Lin watched the holotank with interest, but she found herself tuning Romanov out. Wasn’t that she didn’t want to focus on the briefing. Something distracted her. Something internal. She could feel it creeping up inside, threatening to drag her away. She needed to find her center again, needed to find some source of inner peace. A sudden lightheadedness washed over her, and nausea twisted her insides into knots.
Before she could throw up, she silently excused herself and floated into the corridor outside the meeting room to fight down her last meal. The sensation subsided, but she still felt too weak to present a strong face to the rest of the senior staff.
Half an hour later, a loud, fearsome fist pounded on Lin’s stateroom door before her CO, Major Petrowski, let himself in. The frown in his piercing, ice-blue eyes wasn’t quite angry, but it certainly didn’t look pleased, and his head of close-cropped gray hair shook with disappointment.
“What the hell happened back there, Jiang?” he demanded. “Looked like you’d seen a ghost. Some of the crew are a little spooked.”
Lin closed her eyes for a moment. The nauseous, peaky sensation hadn’t returned, yet all her attempts to relocate her fragile center since had met with futility. “Just a bit of space sickness, sir,” she said. “Not used to being stuck in zero-gee for this long. Starting to drive me batty.”

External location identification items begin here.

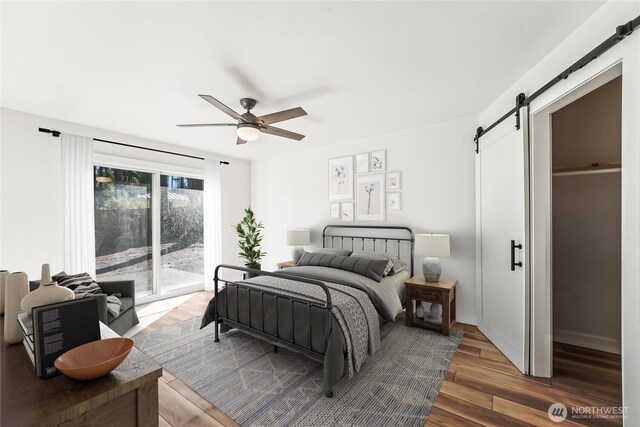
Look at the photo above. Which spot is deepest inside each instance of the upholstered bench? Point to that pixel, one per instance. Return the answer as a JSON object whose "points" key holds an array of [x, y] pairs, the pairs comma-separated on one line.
{"points": [[127, 318]]}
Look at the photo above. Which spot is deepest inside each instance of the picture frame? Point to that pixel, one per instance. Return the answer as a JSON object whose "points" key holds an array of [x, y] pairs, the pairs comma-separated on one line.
{"points": [[394, 181], [394, 201], [347, 211], [362, 163], [370, 197], [379, 161], [341, 178], [334, 210]]}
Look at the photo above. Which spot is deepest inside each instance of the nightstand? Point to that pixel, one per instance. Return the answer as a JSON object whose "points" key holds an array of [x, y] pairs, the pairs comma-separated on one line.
{"points": [[442, 292], [286, 264]]}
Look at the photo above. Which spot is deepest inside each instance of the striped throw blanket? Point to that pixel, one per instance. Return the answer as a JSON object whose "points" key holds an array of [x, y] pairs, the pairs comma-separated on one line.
{"points": [[352, 308], [83, 285]]}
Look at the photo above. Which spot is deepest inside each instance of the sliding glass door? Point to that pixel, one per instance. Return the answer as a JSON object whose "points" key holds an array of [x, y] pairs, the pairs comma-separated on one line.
{"points": [[149, 228], [123, 223], [181, 232]]}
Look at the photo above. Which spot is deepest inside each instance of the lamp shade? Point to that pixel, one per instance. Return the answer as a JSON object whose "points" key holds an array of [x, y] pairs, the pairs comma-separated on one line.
{"points": [[298, 237], [432, 245]]}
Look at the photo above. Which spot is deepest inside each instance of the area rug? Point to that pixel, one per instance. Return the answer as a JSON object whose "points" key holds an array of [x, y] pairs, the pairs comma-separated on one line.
{"points": [[243, 377]]}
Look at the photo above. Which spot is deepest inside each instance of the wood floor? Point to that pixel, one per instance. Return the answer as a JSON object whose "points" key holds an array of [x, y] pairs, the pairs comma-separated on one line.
{"points": [[481, 387]]}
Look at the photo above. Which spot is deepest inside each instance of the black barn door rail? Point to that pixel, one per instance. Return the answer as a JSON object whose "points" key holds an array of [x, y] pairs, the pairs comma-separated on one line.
{"points": [[622, 31]]}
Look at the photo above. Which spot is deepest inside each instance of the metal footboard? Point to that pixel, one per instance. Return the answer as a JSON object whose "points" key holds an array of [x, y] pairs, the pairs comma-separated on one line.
{"points": [[256, 302]]}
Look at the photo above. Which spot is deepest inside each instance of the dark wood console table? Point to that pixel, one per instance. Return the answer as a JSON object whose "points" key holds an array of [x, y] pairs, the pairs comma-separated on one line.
{"points": [[128, 396]]}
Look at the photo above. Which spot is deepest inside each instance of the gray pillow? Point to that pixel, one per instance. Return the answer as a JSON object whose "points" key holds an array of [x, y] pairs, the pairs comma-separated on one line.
{"points": [[398, 266], [367, 267], [332, 251], [376, 256]]}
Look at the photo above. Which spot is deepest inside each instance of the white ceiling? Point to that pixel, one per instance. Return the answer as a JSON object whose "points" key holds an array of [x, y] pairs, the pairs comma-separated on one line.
{"points": [[359, 69]]}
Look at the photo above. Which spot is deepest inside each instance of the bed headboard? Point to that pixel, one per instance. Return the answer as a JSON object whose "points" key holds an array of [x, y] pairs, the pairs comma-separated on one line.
{"points": [[375, 238]]}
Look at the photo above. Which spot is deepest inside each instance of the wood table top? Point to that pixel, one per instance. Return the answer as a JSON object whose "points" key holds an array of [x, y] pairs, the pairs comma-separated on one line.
{"points": [[30, 400], [441, 284]]}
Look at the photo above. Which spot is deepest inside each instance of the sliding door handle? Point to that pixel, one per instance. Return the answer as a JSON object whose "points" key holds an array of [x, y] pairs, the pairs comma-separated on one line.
{"points": [[513, 255]]}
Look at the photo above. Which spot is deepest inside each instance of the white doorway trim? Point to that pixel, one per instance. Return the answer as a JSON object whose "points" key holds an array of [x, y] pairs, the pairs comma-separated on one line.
{"points": [[627, 57], [541, 226]]}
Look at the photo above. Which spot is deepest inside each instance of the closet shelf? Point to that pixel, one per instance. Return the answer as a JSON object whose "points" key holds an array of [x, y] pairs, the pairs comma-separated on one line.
{"points": [[591, 168]]}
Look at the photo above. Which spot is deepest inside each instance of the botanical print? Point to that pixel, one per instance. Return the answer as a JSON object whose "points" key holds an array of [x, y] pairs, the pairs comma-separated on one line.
{"points": [[370, 194], [394, 201], [347, 211], [393, 181], [335, 210], [378, 161], [362, 163], [341, 178]]}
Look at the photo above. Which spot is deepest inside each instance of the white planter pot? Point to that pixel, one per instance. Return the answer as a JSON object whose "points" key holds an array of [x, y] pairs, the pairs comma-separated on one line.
{"points": [[3, 280], [16, 288]]}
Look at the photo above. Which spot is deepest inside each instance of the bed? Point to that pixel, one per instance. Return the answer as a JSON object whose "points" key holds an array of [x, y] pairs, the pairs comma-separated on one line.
{"points": [[329, 309]]}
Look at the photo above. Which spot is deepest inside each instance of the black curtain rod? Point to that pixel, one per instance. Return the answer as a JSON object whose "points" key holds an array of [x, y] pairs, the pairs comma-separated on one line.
{"points": [[622, 31], [56, 133]]}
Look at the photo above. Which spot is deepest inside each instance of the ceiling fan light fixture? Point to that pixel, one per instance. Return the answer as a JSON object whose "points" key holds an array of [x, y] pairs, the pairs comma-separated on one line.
{"points": [[248, 132]]}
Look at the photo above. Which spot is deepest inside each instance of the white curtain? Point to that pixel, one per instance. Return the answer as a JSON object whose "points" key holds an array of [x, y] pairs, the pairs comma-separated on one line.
{"points": [[212, 221], [77, 181]]}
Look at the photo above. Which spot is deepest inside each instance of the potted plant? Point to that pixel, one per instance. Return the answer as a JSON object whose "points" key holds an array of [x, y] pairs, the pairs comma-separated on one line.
{"points": [[249, 233]]}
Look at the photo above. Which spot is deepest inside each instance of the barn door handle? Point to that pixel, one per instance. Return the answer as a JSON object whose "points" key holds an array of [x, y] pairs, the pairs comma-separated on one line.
{"points": [[513, 255]]}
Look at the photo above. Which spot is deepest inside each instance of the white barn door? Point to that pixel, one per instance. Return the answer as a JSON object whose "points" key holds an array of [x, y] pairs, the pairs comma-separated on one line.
{"points": [[502, 233]]}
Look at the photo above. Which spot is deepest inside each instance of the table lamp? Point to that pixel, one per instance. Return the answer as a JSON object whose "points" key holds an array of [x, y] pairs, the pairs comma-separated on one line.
{"points": [[432, 247], [297, 239]]}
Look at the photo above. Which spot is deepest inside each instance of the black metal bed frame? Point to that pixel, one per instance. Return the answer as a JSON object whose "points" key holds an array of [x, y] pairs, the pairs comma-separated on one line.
{"points": [[245, 324]]}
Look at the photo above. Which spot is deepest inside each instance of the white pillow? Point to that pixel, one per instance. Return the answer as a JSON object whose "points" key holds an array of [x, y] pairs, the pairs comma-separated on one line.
{"points": [[376, 255]]}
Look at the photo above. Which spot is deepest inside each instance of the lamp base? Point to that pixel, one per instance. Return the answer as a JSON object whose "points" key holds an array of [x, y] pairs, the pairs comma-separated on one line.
{"points": [[431, 269], [296, 253]]}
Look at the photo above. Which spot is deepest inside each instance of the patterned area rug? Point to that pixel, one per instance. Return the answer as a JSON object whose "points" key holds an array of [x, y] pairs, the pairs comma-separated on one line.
{"points": [[243, 377]]}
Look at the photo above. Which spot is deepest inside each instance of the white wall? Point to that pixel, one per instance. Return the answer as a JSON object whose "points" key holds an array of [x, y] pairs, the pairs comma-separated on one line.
{"points": [[438, 195], [597, 28], [31, 214]]}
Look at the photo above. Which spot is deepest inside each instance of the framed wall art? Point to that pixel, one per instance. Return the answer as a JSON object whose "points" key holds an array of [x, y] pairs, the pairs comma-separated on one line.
{"points": [[379, 161], [362, 163], [394, 181], [347, 211], [334, 210], [341, 178], [394, 201], [370, 197]]}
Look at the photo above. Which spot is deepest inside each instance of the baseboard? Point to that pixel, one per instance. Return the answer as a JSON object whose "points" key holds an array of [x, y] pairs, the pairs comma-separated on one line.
{"points": [[593, 342]]}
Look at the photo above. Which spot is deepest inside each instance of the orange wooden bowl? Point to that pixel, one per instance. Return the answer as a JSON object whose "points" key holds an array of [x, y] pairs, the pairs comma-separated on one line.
{"points": [[95, 359]]}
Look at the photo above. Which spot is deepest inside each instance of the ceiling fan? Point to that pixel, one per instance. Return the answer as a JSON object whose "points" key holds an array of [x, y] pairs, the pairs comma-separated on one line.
{"points": [[249, 127]]}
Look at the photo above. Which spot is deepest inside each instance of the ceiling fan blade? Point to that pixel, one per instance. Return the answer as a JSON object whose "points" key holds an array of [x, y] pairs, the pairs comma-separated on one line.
{"points": [[281, 116], [281, 132], [206, 124], [219, 105]]}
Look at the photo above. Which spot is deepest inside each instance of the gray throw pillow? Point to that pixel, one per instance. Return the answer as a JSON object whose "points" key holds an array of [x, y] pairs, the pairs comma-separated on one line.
{"points": [[332, 251], [367, 267], [398, 266], [376, 256]]}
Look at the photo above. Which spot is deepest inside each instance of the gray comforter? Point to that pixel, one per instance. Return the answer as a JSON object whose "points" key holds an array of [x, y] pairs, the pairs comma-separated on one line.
{"points": [[354, 333]]}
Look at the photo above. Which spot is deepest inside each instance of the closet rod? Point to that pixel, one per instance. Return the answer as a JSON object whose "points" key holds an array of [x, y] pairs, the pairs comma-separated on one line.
{"points": [[593, 172], [622, 31], [56, 133]]}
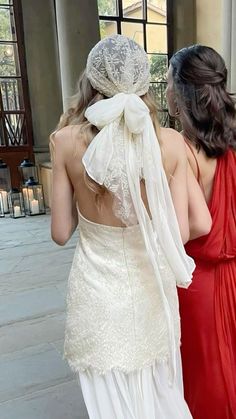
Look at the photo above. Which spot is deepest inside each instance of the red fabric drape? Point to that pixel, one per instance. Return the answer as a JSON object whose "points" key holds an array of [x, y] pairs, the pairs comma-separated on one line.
{"points": [[208, 307]]}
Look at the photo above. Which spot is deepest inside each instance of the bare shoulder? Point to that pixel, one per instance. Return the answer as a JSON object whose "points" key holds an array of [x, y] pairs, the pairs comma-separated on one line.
{"points": [[173, 150], [64, 139], [66, 135]]}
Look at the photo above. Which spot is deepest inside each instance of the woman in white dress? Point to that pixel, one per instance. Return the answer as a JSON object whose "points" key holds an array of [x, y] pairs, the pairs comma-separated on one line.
{"points": [[122, 332]]}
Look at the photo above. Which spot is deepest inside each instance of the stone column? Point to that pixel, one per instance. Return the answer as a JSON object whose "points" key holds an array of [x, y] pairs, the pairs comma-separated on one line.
{"points": [[78, 32], [229, 41], [43, 71], [184, 23]]}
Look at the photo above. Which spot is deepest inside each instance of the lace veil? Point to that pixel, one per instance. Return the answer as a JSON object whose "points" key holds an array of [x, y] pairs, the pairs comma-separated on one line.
{"points": [[126, 151]]}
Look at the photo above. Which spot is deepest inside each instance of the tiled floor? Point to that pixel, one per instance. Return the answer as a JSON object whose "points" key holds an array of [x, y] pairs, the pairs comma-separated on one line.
{"points": [[35, 382]]}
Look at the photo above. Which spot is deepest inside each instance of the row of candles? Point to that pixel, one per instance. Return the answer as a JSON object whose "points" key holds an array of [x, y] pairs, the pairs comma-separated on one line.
{"points": [[28, 200]]}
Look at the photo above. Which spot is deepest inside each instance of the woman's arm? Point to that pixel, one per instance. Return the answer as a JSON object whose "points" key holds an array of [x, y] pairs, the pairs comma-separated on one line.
{"points": [[178, 186], [199, 216], [64, 217]]}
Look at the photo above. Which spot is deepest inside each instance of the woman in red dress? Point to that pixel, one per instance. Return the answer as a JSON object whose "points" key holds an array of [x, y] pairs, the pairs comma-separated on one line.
{"points": [[197, 95]]}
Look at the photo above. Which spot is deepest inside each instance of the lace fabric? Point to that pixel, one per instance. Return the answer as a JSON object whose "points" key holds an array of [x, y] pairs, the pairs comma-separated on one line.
{"points": [[117, 64]]}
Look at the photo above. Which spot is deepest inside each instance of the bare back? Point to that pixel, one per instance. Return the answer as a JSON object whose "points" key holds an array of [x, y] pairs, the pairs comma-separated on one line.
{"points": [[74, 147], [204, 169]]}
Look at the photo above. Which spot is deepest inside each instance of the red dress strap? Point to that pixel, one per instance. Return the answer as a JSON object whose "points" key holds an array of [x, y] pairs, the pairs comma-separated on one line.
{"points": [[195, 158]]}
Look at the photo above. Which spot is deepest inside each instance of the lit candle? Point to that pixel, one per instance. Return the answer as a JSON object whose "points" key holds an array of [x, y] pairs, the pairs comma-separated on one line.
{"points": [[30, 194], [39, 194], [25, 195], [17, 211], [34, 205], [5, 202], [1, 205]]}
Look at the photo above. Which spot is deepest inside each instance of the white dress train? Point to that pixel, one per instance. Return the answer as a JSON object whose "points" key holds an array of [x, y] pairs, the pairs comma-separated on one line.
{"points": [[143, 394], [116, 337]]}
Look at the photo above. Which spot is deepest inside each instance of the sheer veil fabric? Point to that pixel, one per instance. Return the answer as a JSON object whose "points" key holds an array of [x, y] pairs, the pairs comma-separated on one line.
{"points": [[125, 151]]}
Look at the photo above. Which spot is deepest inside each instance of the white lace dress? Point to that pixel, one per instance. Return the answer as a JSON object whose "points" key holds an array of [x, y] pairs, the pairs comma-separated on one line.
{"points": [[116, 331]]}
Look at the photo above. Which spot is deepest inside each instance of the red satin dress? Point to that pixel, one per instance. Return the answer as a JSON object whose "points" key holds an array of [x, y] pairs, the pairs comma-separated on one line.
{"points": [[208, 306]]}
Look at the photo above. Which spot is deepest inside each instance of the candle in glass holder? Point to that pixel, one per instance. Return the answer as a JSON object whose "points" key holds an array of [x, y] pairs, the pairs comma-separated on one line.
{"points": [[5, 201], [34, 206], [17, 211]]}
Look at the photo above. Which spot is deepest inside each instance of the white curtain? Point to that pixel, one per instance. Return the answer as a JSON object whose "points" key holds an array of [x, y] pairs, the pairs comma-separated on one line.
{"points": [[229, 41]]}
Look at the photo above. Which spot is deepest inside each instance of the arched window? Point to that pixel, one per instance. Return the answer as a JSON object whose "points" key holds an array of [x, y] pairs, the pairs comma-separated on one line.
{"points": [[149, 23]]}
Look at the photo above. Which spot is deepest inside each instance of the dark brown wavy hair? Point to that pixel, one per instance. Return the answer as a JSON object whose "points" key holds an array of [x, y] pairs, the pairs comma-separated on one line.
{"points": [[207, 110]]}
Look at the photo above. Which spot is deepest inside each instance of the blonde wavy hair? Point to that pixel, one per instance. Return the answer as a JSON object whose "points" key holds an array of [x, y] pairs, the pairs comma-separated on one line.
{"points": [[86, 96]]}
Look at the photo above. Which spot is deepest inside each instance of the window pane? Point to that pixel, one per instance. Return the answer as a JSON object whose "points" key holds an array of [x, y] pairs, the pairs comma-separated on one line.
{"points": [[156, 11], [158, 67], [133, 31], [107, 28], [133, 9], [12, 95], [9, 61], [7, 24], [107, 7], [156, 38], [15, 127]]}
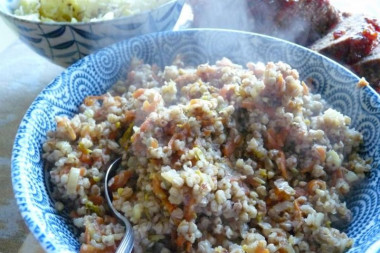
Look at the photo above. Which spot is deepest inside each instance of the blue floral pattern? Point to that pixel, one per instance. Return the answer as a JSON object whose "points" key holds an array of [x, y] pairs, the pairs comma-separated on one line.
{"points": [[65, 43], [96, 73]]}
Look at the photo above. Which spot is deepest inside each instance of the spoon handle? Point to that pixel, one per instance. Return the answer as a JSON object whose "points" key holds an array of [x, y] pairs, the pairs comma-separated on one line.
{"points": [[126, 244]]}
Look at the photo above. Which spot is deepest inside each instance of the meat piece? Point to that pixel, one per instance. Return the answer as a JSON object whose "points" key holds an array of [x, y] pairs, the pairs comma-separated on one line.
{"points": [[369, 67], [301, 21], [351, 40]]}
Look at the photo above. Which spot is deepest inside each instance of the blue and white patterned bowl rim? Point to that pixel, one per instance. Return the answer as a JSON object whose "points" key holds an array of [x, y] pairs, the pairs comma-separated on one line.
{"points": [[95, 74], [11, 5]]}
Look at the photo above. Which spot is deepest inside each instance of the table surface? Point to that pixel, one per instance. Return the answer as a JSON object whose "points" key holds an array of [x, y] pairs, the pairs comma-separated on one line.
{"points": [[23, 74]]}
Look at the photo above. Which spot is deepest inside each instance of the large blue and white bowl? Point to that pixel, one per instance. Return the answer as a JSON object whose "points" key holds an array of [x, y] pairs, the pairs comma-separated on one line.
{"points": [[64, 43], [95, 74]]}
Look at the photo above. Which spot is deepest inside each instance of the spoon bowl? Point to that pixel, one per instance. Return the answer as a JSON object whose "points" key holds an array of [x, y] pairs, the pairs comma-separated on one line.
{"points": [[126, 244]]}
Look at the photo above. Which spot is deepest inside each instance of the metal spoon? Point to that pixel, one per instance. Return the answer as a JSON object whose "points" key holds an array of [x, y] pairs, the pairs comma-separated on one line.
{"points": [[126, 244]]}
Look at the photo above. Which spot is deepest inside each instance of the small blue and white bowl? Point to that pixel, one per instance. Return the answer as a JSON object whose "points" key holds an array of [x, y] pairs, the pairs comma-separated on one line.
{"points": [[64, 43], [95, 74]]}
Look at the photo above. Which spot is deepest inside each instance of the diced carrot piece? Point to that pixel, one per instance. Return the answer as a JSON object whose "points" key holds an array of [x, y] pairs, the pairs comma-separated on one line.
{"points": [[82, 171], [88, 248], [154, 143], [247, 104], [281, 164], [271, 139], [96, 199], [321, 152], [130, 116], [180, 241], [315, 184]]}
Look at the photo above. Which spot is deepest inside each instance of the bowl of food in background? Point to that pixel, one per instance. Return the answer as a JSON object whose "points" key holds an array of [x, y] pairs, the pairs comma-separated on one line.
{"points": [[250, 145], [65, 31]]}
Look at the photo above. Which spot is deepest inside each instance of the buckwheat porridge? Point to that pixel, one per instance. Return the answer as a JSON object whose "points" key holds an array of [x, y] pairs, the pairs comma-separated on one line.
{"points": [[217, 158]]}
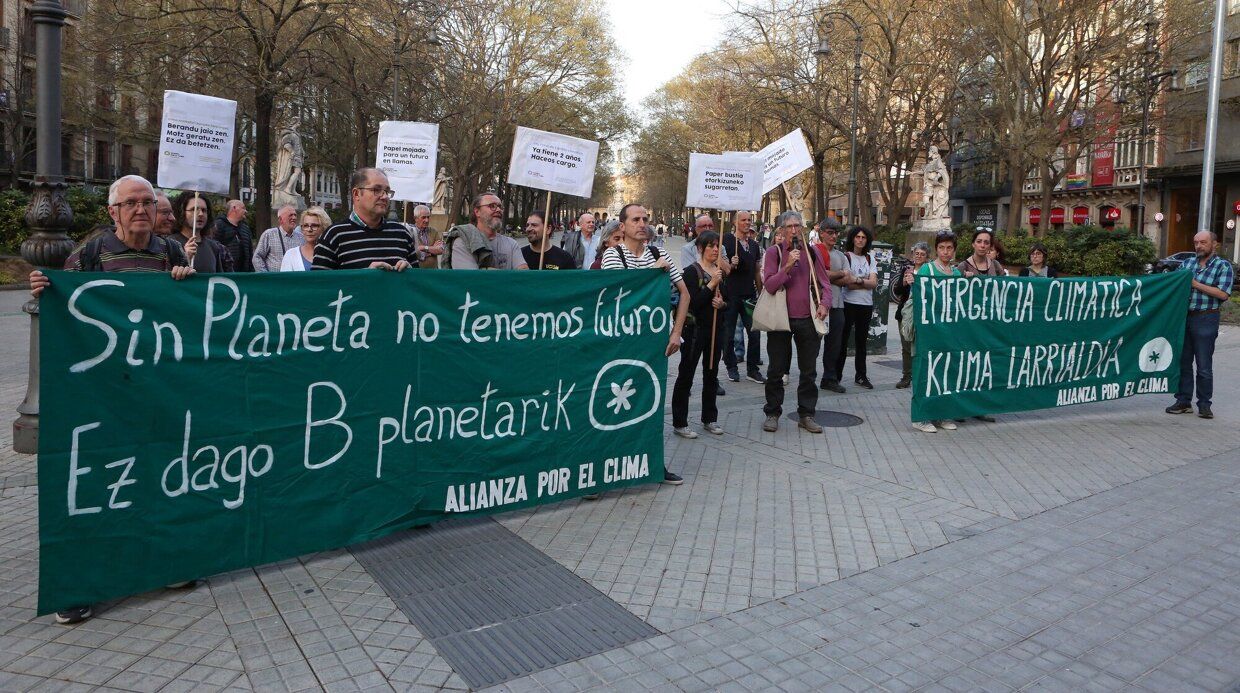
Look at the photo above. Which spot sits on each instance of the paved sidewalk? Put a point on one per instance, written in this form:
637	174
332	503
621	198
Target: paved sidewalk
1080	548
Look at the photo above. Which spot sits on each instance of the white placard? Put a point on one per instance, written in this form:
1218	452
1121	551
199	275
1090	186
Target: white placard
724	181
408	154
552	161
783	159
196	143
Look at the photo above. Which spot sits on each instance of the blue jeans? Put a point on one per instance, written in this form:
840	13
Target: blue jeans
1200	331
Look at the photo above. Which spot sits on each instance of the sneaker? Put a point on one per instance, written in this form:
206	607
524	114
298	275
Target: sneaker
73	615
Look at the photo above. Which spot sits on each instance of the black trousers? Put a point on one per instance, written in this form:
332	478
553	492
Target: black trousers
833	345
779	355
696	347
856	325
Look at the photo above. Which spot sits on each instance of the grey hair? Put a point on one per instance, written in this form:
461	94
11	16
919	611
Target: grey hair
115	186
784	218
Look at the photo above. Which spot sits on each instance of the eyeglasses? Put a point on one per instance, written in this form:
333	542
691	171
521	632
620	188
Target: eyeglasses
129	205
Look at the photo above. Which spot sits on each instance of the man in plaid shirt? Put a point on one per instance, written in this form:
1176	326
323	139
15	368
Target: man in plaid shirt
1212	285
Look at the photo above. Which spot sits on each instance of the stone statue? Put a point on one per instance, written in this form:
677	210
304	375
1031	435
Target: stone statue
287	174
935	189
438	206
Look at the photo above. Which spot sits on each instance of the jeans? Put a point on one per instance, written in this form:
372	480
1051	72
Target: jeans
857	324
1200	331
833	345
779	356
697	344
737	309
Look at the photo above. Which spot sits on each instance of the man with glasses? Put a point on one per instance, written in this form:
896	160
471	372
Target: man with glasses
133	247
278	241
480	244
367	239
429	242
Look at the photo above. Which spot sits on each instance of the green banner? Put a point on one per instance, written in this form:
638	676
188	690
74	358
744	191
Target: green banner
196	427
993	345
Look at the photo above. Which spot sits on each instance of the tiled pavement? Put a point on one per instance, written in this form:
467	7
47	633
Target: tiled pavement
1067	549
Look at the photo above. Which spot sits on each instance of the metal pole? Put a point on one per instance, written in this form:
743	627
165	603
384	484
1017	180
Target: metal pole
1212	119
48	215
852	143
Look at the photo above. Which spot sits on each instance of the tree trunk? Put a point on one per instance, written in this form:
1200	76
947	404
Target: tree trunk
264	104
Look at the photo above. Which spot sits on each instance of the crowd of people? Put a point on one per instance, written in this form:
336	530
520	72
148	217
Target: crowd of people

“And why haven’t you been using the Silk Road’s perfectly functional grav deck?”
“No time,” she said, shaking her head, “especially considering we might get the call to jump at any moment.”
“I don’t give a damn about that. Go spend a couple hours on the grav deck. That’s an order. If you’re not 100 percent, maybe you should sit this one out.”
“No, I’ll be fine.” Lin swallowed and looked away. “To be honest, sir, I’d probably feel better if I could just burn some incense. It helps me meditate.”
Petrowski crossed his arms. “You know that’s against safety regulations.”
Lin twisted her expression to show what she thought of that.
Petrowski’s frown lightened on one side of his mouth. “Tell you what,” he said. “Go down to the cargo bay and look for freight container 31C. It’s a sealed freight container that’s not completely full, due to cutbacks and all. Me and the boys’ve been using to have a smoke now and then. You burn anything outside of that container, it’ll be your ass, all right?”